One thing that has dogged David Barton for years are allegations from the Anti-Defamation League that he had spoken at events hosted by racist and anti-Semitic groups:
On at least two occasions, Barton has delivered his revisionist presentation in the meeting halls of the racist and anti-Semitic extreme right. In July 1991, Barton addressed the Colorado summer retreat of Scriptures for America, the Identity Church group headed by firebrand Pete Peters. He was advertised as "a new and special speaker" who would "bring the following messages: America's Godly Heritage -- Was it the plan of our forefathers that America be the melting pot home of various religions and philosophies? ..." Barton's fellow-speakers at the retreat included the virulently anti-Semitic Virginia stockbroker-polemicist Richard Kelly Hoskins; "Bo" Gritz, the 1992 presidential nominee of the far-right Populist Party and a self-described "white separatist"; and Canadian Holocaust-denier Malcolm Ross.

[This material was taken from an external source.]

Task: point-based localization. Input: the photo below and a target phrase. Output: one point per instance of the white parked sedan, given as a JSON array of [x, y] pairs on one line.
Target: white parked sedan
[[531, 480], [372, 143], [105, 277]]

On November 24, 1991, Barton appeared at another Identity gathering, presenting the second annual Thanksgiving message to Identity preacher Mike Watson's Kingdom Covenant College in Grants Pass, Oregon. In a subsequent edition of The Centinel [sic], Watson's publication, Barton was described as a "nationally acclaimed speaker" who "has introduced many Americans to their godly Christian heritage.
On today's episode of "Wallbuilders Live," Barton and Rick Green addressed these allegations, but did so in typically Barton-esque manner in which they didn't actually address the specific claims.
Instead, Barton and Green asserted that there may have been people in the audience who held such views, but that there was no way that Barton could be held responsible for that and saying that Barton has been forced to file defamation suits to prevent people from spreading these claims:
Green: Just because you might have a crazy sitting in the audience at one of the events you've spoke at - and you've done, I don't know, ten thousand where you've spoken over the last twenty years - somehow that makes you associated to a Nazi. I could go find a nutcase in any audience in America anywhere.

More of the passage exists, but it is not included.